Sie umklammerte ihn. »Du erlässt die Dekrete! Ich flehe dich an! Ich habe Angst! Ich weiss warum!«
»Ich bin etwas angestrengt heute«, flüsterte er gequält und legte den Kopf zurück.
Sie liess ihn los und trat zurück. »Man siehts«, sagte sie, »und an den Fall, dass die Kräfte nicht mehr ausreichen, sollte man vielleicht denken …«
Er öffnete weit die Augen. »Hat die Interventionsmedaille noch eine dritte Kehrseite?«, fragte er und machte mit gespreizten Fingern eine sonderbare Handbewegung vor dem Gesicht, so als zerrisse er störendes Spinnweb. Denn der Zorn, der seltene Zorn schwelte hoch, flackerte einen Augenblick spitz zum Herzen und dann vor den Augen wie ein Gespinst. Er wollte es mit der Hand forttun, der Zorn war doch schon verraucht. Aber die Trübung blieb, und jetzt, im Stehen und als sanfte Lust, trat die Müdigkeit aus der tiefen Zelle und strömte ins Blut. Der Kaiser wankte unmerklich; dann ging er aus dem Zimmer und in den Ministerratssaal zurück. Es war wie ein Waten im eigenen lauen, trägen Blut. So vergass er, der immer Höfliche, an der Tür der Kaiserin den Vortritt zu lassen. Er watete zu seinem Sessel, begütigend gegen die Ehrenerweisung der Minister fingernd, und liess sich ins Polster fallen, erleichtert seufzend.

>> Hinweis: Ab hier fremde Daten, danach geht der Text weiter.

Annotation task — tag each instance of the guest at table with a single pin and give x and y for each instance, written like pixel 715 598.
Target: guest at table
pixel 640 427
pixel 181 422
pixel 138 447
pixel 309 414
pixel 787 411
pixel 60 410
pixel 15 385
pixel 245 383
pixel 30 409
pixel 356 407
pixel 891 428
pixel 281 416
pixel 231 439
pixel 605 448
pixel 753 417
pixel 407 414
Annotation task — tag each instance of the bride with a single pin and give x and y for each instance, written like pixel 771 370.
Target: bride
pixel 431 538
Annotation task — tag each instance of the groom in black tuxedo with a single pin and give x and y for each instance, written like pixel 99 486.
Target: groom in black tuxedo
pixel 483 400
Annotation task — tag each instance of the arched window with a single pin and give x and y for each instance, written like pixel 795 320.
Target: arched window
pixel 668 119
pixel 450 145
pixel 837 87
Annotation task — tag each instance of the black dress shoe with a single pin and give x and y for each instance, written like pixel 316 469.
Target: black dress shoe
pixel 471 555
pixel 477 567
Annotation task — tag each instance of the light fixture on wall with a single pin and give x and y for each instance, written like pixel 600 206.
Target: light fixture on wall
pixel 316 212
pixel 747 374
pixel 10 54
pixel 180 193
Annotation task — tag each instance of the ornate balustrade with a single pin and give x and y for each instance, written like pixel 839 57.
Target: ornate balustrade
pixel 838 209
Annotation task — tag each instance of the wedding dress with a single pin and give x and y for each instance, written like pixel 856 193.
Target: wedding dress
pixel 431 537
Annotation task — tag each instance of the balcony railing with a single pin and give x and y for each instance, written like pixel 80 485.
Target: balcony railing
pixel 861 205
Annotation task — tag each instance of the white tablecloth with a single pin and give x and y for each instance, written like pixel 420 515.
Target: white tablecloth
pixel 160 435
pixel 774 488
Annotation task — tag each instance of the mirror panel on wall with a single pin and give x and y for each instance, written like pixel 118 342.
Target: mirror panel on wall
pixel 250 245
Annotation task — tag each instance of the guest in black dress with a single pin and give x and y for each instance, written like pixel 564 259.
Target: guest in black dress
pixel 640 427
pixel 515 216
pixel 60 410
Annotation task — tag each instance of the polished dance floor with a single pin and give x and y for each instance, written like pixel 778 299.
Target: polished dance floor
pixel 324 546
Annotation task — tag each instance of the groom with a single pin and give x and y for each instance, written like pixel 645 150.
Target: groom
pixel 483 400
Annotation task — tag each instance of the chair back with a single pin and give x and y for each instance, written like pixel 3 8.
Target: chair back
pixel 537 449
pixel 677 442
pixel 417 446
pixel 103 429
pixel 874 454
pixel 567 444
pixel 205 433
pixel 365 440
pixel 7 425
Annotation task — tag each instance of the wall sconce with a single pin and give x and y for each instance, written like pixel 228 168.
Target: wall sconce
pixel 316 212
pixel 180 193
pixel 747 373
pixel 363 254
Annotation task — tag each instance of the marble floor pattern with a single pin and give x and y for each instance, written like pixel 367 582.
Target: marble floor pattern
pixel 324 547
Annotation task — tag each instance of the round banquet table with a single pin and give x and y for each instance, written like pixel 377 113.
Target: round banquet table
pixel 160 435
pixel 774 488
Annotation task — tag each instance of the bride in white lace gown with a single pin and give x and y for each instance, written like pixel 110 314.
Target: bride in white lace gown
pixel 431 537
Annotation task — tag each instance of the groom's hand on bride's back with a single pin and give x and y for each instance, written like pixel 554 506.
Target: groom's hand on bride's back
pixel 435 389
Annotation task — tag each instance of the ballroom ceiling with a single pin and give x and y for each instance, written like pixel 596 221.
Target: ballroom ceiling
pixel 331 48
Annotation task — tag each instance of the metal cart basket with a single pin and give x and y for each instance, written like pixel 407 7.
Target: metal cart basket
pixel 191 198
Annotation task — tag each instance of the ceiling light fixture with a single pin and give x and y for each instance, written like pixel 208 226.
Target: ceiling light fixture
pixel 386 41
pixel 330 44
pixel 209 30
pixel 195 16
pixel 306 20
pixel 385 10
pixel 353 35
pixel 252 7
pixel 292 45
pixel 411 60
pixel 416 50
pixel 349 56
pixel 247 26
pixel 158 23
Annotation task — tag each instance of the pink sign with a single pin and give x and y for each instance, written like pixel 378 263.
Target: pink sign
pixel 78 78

Der Innenminister hatte das Wort und trat in die Diskussion über die militärischen Anforderungen und Aussichten einer bewaffneten Intervention ein; denn es bliebe nach den Erklärungen des preussischen und des italienischen Gesandten nicht bei der Beobachtung und der Demonstration. Wenn man die Augen schloss und das angenehme Gesicht des Sprechenden durch die Trübung nicht mehr sah, blieb nur die unerbittliche und überzeugte Stimme. »Es gibt also Krieg, Krieg mit Preussen, Krieg mit Italien. Kann dieser Zweifrontenkrieg von uns unternommen werden? Darf es ein Mensch wagen, aus Neigung zu Österreich und aus Hass gegen Preussen das unvorbereitete Land in den Krieg zu hetzen? Vergisst er Mexiko, das noch nicht liquidiert ist und unsere Elitetruppen in Anspruch nimmt? Vergisst er, dass unsere Arsenale leer sind und unsere Kriegsmaschine veraltet! Sadowa hat das preussische Zündnadelgewehr gewonnen, wie vor zwei Jahren die Düppeler Schanzen. Vergisst er das Zündnadelgewehr?«
»Zu früh«, flüsterte der Kaiser, »wir sind noch nicht schlagfertig.«
Aber vielleicht sprach er es nicht aus, sondern dachte es nur; denn das war von ihm nicht mehr zu unterscheiden. Die unerbittliche Stimme ging weiter, und dann erhob sich die flachere und engere Stimme des Aussenministers in grosser Erregung. Der Kaiser hörte alles; aber die wichtigen Gedanken schoben sich dazwischen und drängten die Stimmen immer weiter zurück. – Zündnadelgewehr – das ist das Wichtige. Der Hinterlader gewinnt. Zündnadelgewehr: Nadel durchsticht Pulverladung und stösst in die Zündpille, die nach rückwärts zündet; sechs Schuss in der Minute, aber ungenügender Gasabschluss, zu viele Ladegriffe, wohl auch Munitionsverschwendung durch Zielunsicherheit. Sechs Schuss in der Minute, gezogener Vorderlader ein bis zwei Schuss, sowohl Minié- wie Lorenzgewehr, sowohl Frankreich wie Österreich: das kommt nicht dagegen auf. Aber da arbeitet Büchsenmacher Chassepot im Kriegsministerium: kleinkalibriger Chassepot-Hinterlader, gleiche Schuss-Schnelligkeit wie Zündnadel, doch besserer Gasabschluss, nur drei Ladegriffe, grössere Zielsicherheit, grössere Tragweite, Chassepot wird besser sein …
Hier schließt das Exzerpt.